On 05/21/2017 10:50 PM, Jason Merrill wrote:
> On Sun, May 21, 2017 at 7:59 PM, Martin Sebor <msebor@gmail.com> wrote:
>> On 05/19/2017 03:42 PM, Jason Merrill wrote:
>>> On Fri, May 19, 2017 at 4:07 PM, Martin Sebor <msebor@gmail.com> wrote:
>>>> On 05/19/2017 01:07 PM, Jason Merrill wrote:
>>>>> On Tue, May 16, 2017 at 5:39 PM, Martin Sebor <msebor@gmail.com> wrote:
>>>>>> On 05/16/2017 01:41 PM, Jason Merrill wrote:
>>>>>>
>>>>>>> I'm still not convinced we need to consider standard-layout at all.
>>>>>>
>>>>>> I agree.  The patch doesn't make use of is_standard_layout_p().
>>>>>> It defines its own helper called almost_std_layout_p() that
>>>>>> combines trivial_type_p() with tests for non-public members,
>>>>>
>>>>>
>>>>>
>>>>> That's the part that seems unnecessary.  Why do we care about
>>>>> non-public members?
>>>>
>>>>
>>>> Because modifying them breaks encapsulation.
>>>
>>>
>>> Not if you're clearing/copying the object as a whole.
>>>
>>>> If I take a legacy struct, make some of its members private,
>>>> and define accessors and modifiers to manipulate those members
>>>> and maintain invariants between them, I will want to check and
>>>> adjust all code that changes objects of the struct in ways that
>>>> might violate the invariants.
>>>
>>> For a trivial type, worrying about invariants doesn't make sense to
>>> me, since default-initialization won't establish any invariants.  And
>>> bzero or memset(0) will have the same effect as value-initialization
>>> (if zero_init_p (type); we probably want to check that).  If you're
>>> going to establish invariants, I would expect you to write a default
>>> constructor, which would make the class non-trivial.
>>
>> Thanks for the zero_init_p pointer!  Let me add that to the patch
>> along with Pedro's suggestion to use the current C++ terminology,
>> retest and resubmit.
>>
>> In most cases you're right that defining the default constructor
>> is the way to go.  There is are a couple of use cases where a ctor
>> tends to be avoided: when objects the class need to be initialized
>> statically, and where they need to be PODs.  GCC itself relies on
>> the latter (e.g., some of the vec templates), apparently because
>> it stores them in unions.  It doesn't look tome like these vec
>> templates maintain much of an invariant of any kind, but they
>> easily could.
>>
>> An example of the static initialization case is an atomic class
>> (not necessarily std::atomic though I think this would apply to
>> it as well).  Its objects usually need to be statically default-
>> initializable (without running any ctors) but then they must be
>> explicitly initialized by some sort of an init call to be made
>> valid, and their state can only be accessed and modified via
>> member functions (and so their state is private).  Modifying
>> them by any other means, including by memset or memcpy, is
>> undefined.
>>
>>>
>>>> What common use case are you concerned about that isn't more
>>>> appropriately expressed using the generated default or copy
>>>> constructor or assignment operator?
>>>
>>>
>>> None; I am concerned about focusing the warning on code that is
>>> actually likely to be problematic.
>>
>>
>> Hopefully the above explanation resolves that concern.  If not,
>> please let me know.
>
> I still think that we shouldn't warn about zeroing out a
> non-standard-layout object when value-initialization would produce the
> exact same result.  If you want to keep the almost_std_layout_p check
> for the non-zero memset case, that's fine.

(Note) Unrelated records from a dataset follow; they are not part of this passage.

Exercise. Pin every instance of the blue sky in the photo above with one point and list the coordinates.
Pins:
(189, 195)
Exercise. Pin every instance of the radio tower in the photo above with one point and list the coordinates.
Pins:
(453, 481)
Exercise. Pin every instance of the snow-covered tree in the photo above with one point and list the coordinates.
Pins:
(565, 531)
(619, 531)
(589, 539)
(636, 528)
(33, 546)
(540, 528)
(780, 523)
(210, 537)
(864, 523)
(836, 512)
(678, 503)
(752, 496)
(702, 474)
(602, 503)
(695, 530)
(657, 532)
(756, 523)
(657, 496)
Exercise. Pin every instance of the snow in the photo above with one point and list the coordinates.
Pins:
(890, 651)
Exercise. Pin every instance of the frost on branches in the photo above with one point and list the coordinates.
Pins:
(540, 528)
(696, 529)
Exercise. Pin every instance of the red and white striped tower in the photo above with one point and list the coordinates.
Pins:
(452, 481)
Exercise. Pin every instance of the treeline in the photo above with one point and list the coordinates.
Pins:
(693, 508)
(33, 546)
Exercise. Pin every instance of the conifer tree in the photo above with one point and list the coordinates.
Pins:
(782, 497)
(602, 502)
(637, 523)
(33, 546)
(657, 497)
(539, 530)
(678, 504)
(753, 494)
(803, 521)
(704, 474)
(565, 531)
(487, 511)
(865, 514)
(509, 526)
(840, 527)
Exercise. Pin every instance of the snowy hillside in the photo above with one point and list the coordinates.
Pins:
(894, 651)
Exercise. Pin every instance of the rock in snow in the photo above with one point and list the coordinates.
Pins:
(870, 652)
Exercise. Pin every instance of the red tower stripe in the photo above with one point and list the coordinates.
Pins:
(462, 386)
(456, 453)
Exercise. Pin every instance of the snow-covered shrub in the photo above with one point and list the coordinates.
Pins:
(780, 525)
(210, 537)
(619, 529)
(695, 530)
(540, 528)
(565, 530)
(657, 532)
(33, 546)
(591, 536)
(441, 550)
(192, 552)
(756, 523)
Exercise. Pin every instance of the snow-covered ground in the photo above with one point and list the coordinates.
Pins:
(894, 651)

Attached is an updated patch with the requested changes.  I've
also renamed the option -Wclass-memaccess to avoid suggesting
that the warning focuses solely on non-trivial types, and
updated its wording and comments throughout to refer to value
initialization rather than default initialization.  Retesting
exposed another problem recently introduced into dumplfile.c
so this revision of the patch also contains a fix for that.